Talking with whales. Breenda McCowan is one of the main researchers of the project and, in 2023, published an article in which he detailed one of the tests to contact. McCowan recorded 20 minutes of underwater sounds and prosecuted them to try to find a pattern that could attract whales. This is how a 38 -year -old female named Twain approached a hundred meters from the ship … and responded with her own “line” of voice.
For 20 minutes, Twain maintained a vocal exchange with the recordings, adjusting their answers in synchrony with the reproduction intervals. This allowed the researchers to adjust the fragments of the recording to which Twain responded best, but also demonstrated something important: a conversational behavior between humans and a whale.
Rings. The team has continued ‘speaking’ with whales in recent years, getting much more than noise in its ‘tongue’. Fred Sharpe is co -author of that first article and commented that these whales are “extremely intelligent, with complex social systems, songs and social calls”, but in addition to vocalization, Sharpe explained that “manufacture tools.” Not in the form of objects, but as huge rings that are bubble networks.
These rings are, in fact, a sophisticated hunting strategy that implies the creation of bubble rings to corner and capture both fish and krill. The hunchbacks swim in ascending spirals while they release air by their respiratory holes to create vortices that, on the surface, we see as if they were rings.
Thus, instead of spending energy swimming behind the dams, they “catch” a large number of them in those vortices, throwing themselves with their mouths open and swallowing large amounts of dams of a single bite without spending as much energy as in a hunt “to the race.”


Anillos de los 12 episodesos.

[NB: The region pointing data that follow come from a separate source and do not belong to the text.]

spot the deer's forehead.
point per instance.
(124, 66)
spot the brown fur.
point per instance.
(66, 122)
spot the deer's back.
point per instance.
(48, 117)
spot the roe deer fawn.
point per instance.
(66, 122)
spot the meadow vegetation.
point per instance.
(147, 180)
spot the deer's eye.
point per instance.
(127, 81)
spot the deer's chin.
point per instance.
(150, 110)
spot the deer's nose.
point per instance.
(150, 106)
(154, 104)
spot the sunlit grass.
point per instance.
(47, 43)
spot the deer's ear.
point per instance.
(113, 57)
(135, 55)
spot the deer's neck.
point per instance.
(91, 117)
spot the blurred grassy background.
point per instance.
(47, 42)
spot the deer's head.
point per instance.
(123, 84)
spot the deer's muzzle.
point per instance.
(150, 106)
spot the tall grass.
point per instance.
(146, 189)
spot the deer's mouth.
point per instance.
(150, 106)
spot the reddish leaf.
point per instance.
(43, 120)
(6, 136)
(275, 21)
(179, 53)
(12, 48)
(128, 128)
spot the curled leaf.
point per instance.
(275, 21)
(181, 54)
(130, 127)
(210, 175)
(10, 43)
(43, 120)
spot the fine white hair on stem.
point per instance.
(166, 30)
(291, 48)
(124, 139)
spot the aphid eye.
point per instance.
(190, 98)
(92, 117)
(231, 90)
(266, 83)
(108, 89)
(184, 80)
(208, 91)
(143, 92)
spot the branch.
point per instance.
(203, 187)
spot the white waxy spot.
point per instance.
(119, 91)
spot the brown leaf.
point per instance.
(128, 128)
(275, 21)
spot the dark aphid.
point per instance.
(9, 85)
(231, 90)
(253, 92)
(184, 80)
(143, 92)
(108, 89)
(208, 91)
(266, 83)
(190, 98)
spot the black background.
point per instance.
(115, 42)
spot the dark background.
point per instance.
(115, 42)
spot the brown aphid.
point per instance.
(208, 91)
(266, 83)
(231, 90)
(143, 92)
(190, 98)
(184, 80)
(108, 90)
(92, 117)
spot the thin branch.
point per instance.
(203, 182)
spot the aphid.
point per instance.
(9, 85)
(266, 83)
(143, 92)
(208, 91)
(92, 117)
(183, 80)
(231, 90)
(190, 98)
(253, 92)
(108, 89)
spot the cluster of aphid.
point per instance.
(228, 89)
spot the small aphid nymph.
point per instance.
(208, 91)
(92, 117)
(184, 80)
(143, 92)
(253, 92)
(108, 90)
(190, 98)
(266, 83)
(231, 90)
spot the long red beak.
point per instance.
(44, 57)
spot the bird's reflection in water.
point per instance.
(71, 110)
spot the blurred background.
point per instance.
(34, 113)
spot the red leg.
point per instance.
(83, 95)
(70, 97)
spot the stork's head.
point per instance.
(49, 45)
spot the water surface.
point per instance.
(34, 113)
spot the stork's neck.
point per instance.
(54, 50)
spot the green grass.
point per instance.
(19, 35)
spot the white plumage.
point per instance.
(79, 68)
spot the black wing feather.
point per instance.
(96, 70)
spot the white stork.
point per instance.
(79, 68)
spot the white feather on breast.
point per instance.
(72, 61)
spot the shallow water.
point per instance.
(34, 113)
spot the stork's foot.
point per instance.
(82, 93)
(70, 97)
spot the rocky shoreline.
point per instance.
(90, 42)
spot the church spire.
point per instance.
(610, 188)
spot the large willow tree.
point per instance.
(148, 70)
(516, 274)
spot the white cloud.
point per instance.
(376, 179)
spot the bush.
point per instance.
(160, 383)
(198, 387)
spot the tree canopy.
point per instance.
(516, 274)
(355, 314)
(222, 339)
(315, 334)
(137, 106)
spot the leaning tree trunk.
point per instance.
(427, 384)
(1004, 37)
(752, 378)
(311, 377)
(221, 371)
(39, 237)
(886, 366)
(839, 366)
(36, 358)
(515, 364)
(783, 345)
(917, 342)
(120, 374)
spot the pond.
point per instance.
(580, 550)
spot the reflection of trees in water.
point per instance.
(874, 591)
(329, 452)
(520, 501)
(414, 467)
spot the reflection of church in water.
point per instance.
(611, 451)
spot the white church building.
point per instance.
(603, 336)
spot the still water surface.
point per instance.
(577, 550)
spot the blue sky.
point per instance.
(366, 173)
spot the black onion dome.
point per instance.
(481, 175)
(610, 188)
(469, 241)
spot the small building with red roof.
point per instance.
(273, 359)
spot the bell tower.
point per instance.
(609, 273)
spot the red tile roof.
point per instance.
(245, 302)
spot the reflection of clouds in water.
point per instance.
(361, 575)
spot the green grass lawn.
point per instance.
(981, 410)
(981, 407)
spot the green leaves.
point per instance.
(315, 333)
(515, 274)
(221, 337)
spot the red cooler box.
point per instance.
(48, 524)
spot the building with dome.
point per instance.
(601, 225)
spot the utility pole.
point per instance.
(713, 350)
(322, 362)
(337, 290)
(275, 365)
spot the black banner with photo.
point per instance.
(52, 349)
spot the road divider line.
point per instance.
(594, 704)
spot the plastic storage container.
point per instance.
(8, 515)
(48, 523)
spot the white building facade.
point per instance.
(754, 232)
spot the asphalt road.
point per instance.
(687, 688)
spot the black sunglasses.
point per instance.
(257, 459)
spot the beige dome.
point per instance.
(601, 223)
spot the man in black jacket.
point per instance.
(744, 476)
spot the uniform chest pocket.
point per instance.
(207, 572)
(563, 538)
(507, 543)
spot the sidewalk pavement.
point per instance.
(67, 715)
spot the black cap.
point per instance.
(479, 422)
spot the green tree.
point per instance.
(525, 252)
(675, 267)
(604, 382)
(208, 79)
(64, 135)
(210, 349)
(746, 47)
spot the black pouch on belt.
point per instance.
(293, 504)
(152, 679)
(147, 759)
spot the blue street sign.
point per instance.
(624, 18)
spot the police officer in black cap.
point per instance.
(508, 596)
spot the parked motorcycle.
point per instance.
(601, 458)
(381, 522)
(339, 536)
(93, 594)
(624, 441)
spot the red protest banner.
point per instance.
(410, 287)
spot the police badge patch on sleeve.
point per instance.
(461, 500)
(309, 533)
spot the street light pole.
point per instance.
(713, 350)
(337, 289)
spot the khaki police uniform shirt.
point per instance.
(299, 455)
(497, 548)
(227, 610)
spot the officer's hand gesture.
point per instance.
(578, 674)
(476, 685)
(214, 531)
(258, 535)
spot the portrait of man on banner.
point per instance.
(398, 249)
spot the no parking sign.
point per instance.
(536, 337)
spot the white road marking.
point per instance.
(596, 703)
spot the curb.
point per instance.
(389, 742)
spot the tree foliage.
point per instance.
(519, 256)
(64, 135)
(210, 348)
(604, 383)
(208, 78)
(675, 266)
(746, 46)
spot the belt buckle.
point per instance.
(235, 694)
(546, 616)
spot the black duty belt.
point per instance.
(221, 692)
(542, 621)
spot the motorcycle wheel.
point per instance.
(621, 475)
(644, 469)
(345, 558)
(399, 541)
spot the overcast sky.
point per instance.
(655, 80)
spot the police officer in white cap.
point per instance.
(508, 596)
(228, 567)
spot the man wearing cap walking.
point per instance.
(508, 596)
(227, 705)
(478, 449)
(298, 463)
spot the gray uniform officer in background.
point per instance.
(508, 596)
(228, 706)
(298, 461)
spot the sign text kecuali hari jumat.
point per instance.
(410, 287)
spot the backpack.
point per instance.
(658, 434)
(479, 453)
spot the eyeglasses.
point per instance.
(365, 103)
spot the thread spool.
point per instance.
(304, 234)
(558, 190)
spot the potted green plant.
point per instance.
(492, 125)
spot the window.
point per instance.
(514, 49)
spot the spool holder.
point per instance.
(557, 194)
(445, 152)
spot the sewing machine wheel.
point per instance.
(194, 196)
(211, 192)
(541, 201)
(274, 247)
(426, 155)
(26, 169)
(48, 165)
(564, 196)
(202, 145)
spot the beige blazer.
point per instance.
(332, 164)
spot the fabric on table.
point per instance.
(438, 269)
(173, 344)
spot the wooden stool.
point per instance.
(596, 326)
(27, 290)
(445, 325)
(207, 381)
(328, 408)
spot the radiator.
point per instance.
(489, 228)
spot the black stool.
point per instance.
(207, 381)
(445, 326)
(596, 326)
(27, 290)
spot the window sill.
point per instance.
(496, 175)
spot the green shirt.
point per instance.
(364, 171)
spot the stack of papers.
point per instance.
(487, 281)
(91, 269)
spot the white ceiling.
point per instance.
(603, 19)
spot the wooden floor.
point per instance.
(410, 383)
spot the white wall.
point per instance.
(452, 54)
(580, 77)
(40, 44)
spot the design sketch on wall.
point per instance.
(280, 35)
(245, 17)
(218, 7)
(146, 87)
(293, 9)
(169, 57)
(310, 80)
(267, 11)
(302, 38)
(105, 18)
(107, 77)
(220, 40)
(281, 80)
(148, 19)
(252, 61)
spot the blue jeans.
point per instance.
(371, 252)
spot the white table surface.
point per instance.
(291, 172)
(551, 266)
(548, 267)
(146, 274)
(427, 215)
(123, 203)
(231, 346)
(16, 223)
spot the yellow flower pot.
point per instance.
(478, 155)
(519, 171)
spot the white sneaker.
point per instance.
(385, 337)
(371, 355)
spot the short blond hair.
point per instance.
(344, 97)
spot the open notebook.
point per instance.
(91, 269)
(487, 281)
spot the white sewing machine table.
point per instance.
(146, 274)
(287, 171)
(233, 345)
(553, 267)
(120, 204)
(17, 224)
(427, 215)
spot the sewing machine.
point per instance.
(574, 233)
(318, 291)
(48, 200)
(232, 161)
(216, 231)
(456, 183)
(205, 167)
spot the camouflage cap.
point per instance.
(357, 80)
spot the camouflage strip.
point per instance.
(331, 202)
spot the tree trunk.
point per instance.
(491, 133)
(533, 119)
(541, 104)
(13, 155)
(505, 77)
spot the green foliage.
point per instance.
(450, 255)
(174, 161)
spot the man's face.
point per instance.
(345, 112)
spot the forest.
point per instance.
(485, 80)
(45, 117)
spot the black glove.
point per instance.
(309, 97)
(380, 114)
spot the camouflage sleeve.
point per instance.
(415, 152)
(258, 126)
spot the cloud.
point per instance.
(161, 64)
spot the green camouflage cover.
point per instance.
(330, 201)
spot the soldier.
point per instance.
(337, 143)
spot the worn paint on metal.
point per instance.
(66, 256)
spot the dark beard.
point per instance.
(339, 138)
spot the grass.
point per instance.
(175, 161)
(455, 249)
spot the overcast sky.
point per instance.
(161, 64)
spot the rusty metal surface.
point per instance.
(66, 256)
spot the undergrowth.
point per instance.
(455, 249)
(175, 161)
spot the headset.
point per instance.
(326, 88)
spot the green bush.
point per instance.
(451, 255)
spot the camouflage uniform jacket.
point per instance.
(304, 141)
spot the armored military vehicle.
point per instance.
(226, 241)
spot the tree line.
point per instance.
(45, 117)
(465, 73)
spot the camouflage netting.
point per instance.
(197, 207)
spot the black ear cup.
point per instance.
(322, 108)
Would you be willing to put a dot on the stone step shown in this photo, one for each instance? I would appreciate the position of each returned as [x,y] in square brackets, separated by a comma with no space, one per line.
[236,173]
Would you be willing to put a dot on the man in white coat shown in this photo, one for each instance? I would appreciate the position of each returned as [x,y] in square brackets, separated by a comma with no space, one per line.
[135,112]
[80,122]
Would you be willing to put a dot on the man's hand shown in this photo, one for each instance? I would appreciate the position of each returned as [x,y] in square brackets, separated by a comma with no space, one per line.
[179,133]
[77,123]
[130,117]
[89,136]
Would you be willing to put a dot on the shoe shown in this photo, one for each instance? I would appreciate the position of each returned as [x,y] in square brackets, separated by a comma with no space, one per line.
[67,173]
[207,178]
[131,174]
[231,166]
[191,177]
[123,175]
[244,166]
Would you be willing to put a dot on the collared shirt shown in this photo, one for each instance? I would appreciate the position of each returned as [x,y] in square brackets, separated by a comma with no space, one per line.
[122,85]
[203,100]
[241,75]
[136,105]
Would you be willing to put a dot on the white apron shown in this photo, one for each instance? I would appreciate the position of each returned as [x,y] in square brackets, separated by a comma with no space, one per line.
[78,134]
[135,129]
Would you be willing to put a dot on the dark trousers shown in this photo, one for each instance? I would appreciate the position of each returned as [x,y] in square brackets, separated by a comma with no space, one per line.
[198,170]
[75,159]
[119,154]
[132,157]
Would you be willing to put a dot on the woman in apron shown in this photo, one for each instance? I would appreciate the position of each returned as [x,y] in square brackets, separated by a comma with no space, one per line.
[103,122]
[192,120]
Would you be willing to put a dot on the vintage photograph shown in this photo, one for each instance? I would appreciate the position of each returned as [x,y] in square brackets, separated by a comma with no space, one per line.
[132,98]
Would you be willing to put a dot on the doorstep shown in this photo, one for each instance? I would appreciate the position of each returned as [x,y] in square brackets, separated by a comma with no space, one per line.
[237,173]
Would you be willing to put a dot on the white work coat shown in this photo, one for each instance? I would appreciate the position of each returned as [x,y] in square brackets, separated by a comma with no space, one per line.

Imágenes | (a) D. Knaub, (b) F. Nicklen, (c) D. Perrine, (D) W. Davis, (e) G. Flipse, (F) A. Henry, (G) M. Gaughan, (h) H. Romanchik, (I) D. Patton, (J) D. Perrine, (K) S. Instrup, (L) S. Hilbourne
Contact. We could assume that this hunting technique is carried out when they are in an aggressive way, but the interesting thing is the new finding of the McCowan team. In a recent study, researchers exhibit and analyze 12 different episodes in which 11 individual whales created a total of 39 rings with a different objective than hunting: draw our attention.
Friendly whales. Sharpe is clear that whales are creating rings in an apparent attempt to interact curiously, playful or simply to observe our response. Jodi Frediani, participant in the study, comments that “most have voluntarily approach ships and swimmers, producing bubble rings during these episodes.”
We might think that perhaps they wanted to eat that body, but the whale behavior did not indicate that: in these cases, during the release of the ring, the whales were motionless, as waiting, with the body in a horizontal position and without signs of food behavior. Nor were dams within the rings or aggressive behavior, so if they did not want to eat, there were no other whales nearby and there was only one individual specimen and the humans, the conclusion of the researchers is that they were waiting for our response.
Back to the aliens. “We believe that this is the first communicative exchange of this type between humans and humpback whales in the ‘language’ of the humps,” said Sharpe. And although this behavior of the whales and their communication with rings, another of McCowan’s researchers and partner, Dr. Laurence Doyle, recalled the objective of the mission: contact the aliens.
“Due to current technological limitations, a key assumption in the search for extraterrestrial intelligence is that they would be interested in establishing contact. Therefore, they would direct their signs towards human receptors,” he said. That is, we would be the whales in the eyes of the aliens they are trying to contact. “This important assumption is clearly supported by the behavior of humpback whales,” Doyle said.
It may be that contact with aliens arrives sooner or later, something complex due to the size of the universe, but it is evident that, in that search for contact, we have managed to communicate with much closer neighbors.